- Born: 21 March 1931 Istanbul, Turkey
- Died: 28 December 2012 (aged 81) Istanbul, Turkey
- Education: Robert College (B.A. 1951)
- Occupations: Writer, lecturer, and economist.

= Arman Manukyan =

Turkish lecturer, writer, and economist (1931–2012)

Arman Manukyan (Արման Մանուկյան, 21 March 1931 – 28 December 2012) was a Turkish lecturer, writer, and economist of Armenian descent.

== Biography ==
Arman Manukyan was born in the Tahta Minare neighborhood of Istanbul. His father Artin fought in the Çanakkale War and was decorated with the İstiklal (Independence) Medal of the emerging Turkish Republic. Artin was a shoe store owner and 30 years old when he married Eliz in 1930 and the couple had Arman, their first son in 1931.

Manukyan started his early education in 1938 at the Mhitaryan Armenian school in the Şişli district of Istanbul. He graduated from his elementary studies and in 1945 he attended the prestigious Robert College. At Robert College he became good friends with future famed people such as Talât Sait Halman, Rahmi Koç, Oktay Yenal, and others. He graduated from Robert College with an Economy and Commerce Degree in 1951.

Due to his father's need of new technologies to upgrade his business, Manukyan traveled abroad many times, which includes him visiting Japan six times. After his conscription to the Turkish Army in 1953, he met his future wife Alis during his summer vacationing in Kınalıada. Soon thereafter he began his career as a lecturer on 13 September 1956, a day which he has never forgotten. However, he took the opportunity to continue his studies one last time at Miami University. His wife also became a student at Miami University in the music department.

Arman Manukyan wrote his first book, The History and Evolution of Accounting in 1960 with the help of the publishing facilities in Miami University. Arman and Alis Manukyan had their first son, Roy, right after the publication of the book. The couple decided to move back to Turkey and Arman Manukyan continued his teaching career at Robert College.
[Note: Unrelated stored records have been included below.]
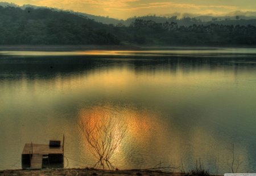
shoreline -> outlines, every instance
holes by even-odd
[[[255,48],[256,46],[168,46],[168,45],[0,45],[0,51],[75,51],[90,50],[183,50],[188,49],[203,50],[204,49],[217,48]]]
[[[96,169],[46,169],[42,170],[4,170],[0,175],[170,175],[183,176],[181,173],[172,173],[157,170],[102,170]]]

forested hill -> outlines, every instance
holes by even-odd
[[[68,12],[0,6],[0,44],[118,44],[112,29]]]
[[[104,24],[47,8],[0,6],[0,45],[256,45],[254,25],[179,25],[135,19],[131,25]]]

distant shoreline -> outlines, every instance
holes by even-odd
[[[166,46],[166,45],[0,45],[0,51],[88,51],[88,50],[170,50],[179,48],[255,48],[256,46]]]

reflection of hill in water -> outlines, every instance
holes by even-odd
[[[67,56],[67,57],[2,57],[0,58],[0,79],[51,79],[87,74],[96,70],[127,67],[136,74],[178,70],[184,73],[218,69],[238,71],[255,69],[256,58],[195,57],[190,56]]]

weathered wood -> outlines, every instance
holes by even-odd
[[[43,154],[35,153],[32,155],[30,169],[41,169],[43,163]]]
[[[30,154],[30,151],[31,151],[31,144],[26,144],[22,154]],[[63,151],[62,145],[59,147],[51,147],[47,144],[33,144],[33,153],[42,154],[63,154]]]
[[[47,157],[47,160],[43,158],[43,156]],[[62,145],[52,147],[47,144],[33,144],[32,145],[31,144],[26,144],[22,154],[22,169],[41,169],[49,166],[54,167],[53,165],[57,166],[58,168],[63,168],[63,156]]]

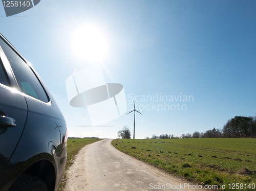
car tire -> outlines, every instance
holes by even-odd
[[[48,191],[44,180],[32,176],[22,176],[8,191]]]

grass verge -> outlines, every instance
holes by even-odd
[[[91,143],[102,140],[98,138],[69,138],[67,145],[67,163],[65,166],[65,172],[59,184],[57,191],[63,191],[67,182],[67,171],[74,163],[75,157],[79,151],[83,147]]]
[[[218,185],[219,188],[225,184],[225,190],[255,190],[255,139],[117,139],[112,144],[120,151],[194,183]],[[236,184],[232,186],[237,183],[238,188]]]

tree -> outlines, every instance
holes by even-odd
[[[193,133],[193,138],[200,138],[200,133],[198,131],[195,131]]]
[[[236,116],[228,121],[222,131],[225,137],[253,137],[256,136],[255,122],[252,117]]]
[[[131,138],[131,131],[128,126],[123,126],[123,129],[117,132],[117,136],[122,138]]]
[[[152,135],[152,137],[151,137],[151,138],[155,139],[156,138],[158,138],[158,137],[154,134],[154,135]]]

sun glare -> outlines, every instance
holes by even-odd
[[[79,27],[71,41],[75,54],[89,61],[102,61],[106,56],[106,45],[102,33],[92,26]]]

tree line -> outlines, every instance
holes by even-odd
[[[199,133],[195,131],[193,134],[183,134],[180,136],[175,136],[173,134],[167,134],[156,136],[154,134],[151,138],[243,138],[256,137],[256,116],[244,117],[236,116],[228,120],[222,129],[209,130],[205,132]]]

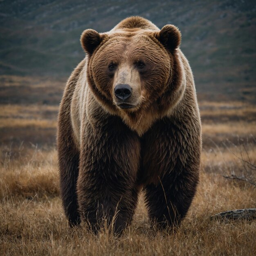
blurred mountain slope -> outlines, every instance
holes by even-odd
[[[0,74],[67,77],[84,56],[84,29],[131,15],[180,28],[198,92],[255,99],[255,1],[2,1]]]

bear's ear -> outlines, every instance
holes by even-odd
[[[104,38],[104,35],[100,34],[95,30],[86,29],[82,33],[80,42],[85,52],[91,55]]]
[[[181,34],[173,25],[166,25],[155,34],[156,38],[171,52],[177,48],[181,42]]]

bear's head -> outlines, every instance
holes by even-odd
[[[180,31],[173,25],[159,30],[141,20],[143,26],[131,26],[126,19],[130,27],[123,23],[100,34],[87,29],[81,36],[89,85],[100,103],[112,112],[132,115],[153,104],[159,106],[166,103],[166,94],[171,102],[179,89]]]

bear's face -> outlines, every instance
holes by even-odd
[[[100,34],[88,29],[81,41],[88,55],[89,78],[97,91],[119,110],[133,112],[146,108],[166,90],[180,34],[169,25],[159,32]]]

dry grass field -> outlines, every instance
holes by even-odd
[[[55,138],[63,83],[55,81],[53,88],[46,81],[32,88],[33,79],[1,79],[0,255],[256,255],[256,220],[210,218],[256,207],[255,105],[200,102],[200,181],[180,228],[159,231],[151,226],[141,195],[132,225],[121,237],[106,230],[96,236],[83,225],[68,227],[59,197]],[[25,95],[25,102],[19,99]],[[223,177],[232,175],[240,179]]]

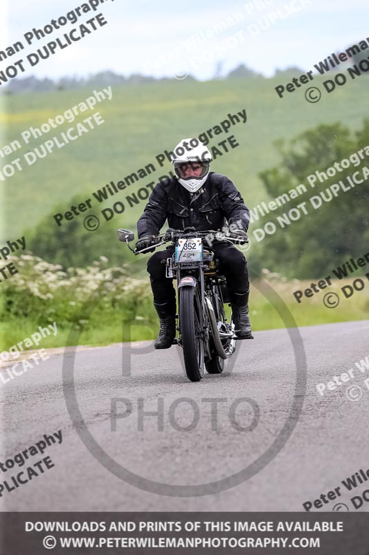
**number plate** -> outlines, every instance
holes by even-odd
[[[176,246],[176,262],[202,261],[202,243],[199,238],[179,239]]]

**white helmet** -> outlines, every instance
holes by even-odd
[[[172,153],[177,178],[190,193],[196,193],[206,181],[211,160],[210,151],[198,139],[182,139]]]

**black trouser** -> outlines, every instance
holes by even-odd
[[[215,251],[219,261],[219,273],[226,278],[228,290],[234,293],[244,293],[248,291],[249,275],[244,254],[227,243],[213,245],[212,249]],[[173,252],[174,247],[168,247],[165,250],[157,251],[147,261],[154,302],[158,304],[172,304],[175,301],[173,280],[165,278],[165,264],[161,263],[172,256]]]

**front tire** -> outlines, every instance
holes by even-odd
[[[179,320],[186,373],[191,382],[204,375],[204,342],[201,337],[201,302],[195,287],[181,287]]]

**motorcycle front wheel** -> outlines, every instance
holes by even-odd
[[[186,373],[191,382],[204,375],[204,342],[201,328],[201,306],[196,287],[181,287],[179,322]]]

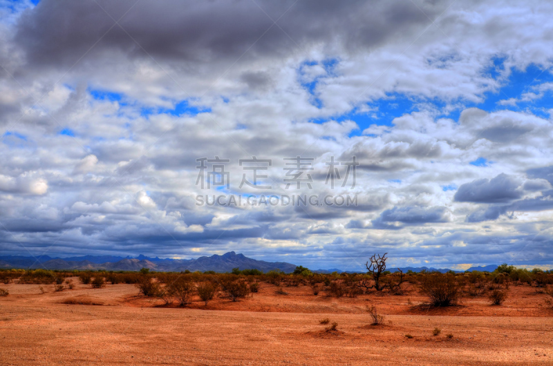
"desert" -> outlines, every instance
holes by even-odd
[[[39,270],[40,271],[40,270]],[[65,275],[70,275],[67,273]],[[98,273],[91,272],[98,276]],[[135,277],[156,274],[131,273]],[[107,273],[100,273],[100,276]],[[120,273],[120,276],[124,276]],[[159,273],[162,280],[163,279]],[[321,282],[281,275],[173,274],[190,280],[234,276],[256,283],[236,301],[221,291],[185,306],[146,296],[136,284],[99,288],[79,277],[56,285],[1,285],[2,365],[551,365],[553,307],[544,288],[511,283],[500,305],[489,291],[458,304],[428,306],[415,277],[400,294],[337,296]],[[316,275],[315,275],[316,276]],[[344,282],[340,275],[319,275]],[[440,276],[447,276],[440,274]],[[342,278],[348,275],[341,276]],[[457,275],[463,277],[465,275]],[[108,277],[109,278],[109,277]],[[117,281],[115,281],[117,282]],[[273,283],[270,283],[272,282]],[[413,282],[413,283],[411,283]],[[332,283],[331,282],[331,283]],[[489,285],[487,282],[486,285]],[[167,285],[166,285],[167,286]],[[547,287],[545,288],[547,289]],[[346,289],[347,291],[347,289]],[[367,309],[384,316],[373,325]],[[337,323],[328,330],[327,323]],[[438,334],[434,329],[440,329]]]

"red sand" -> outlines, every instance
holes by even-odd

In 1971, he began teaching at Boğaziçi University and retired in 1982. Among his students have been well known figures in Turkish society such as Güler Sabancı, Tansu Çiller, Ömer Dinçkök, Jak Kamhi, and others. Though retired, he still continued to give lessons in accounting once a week. He has been a participant of many educational seminars and conferences.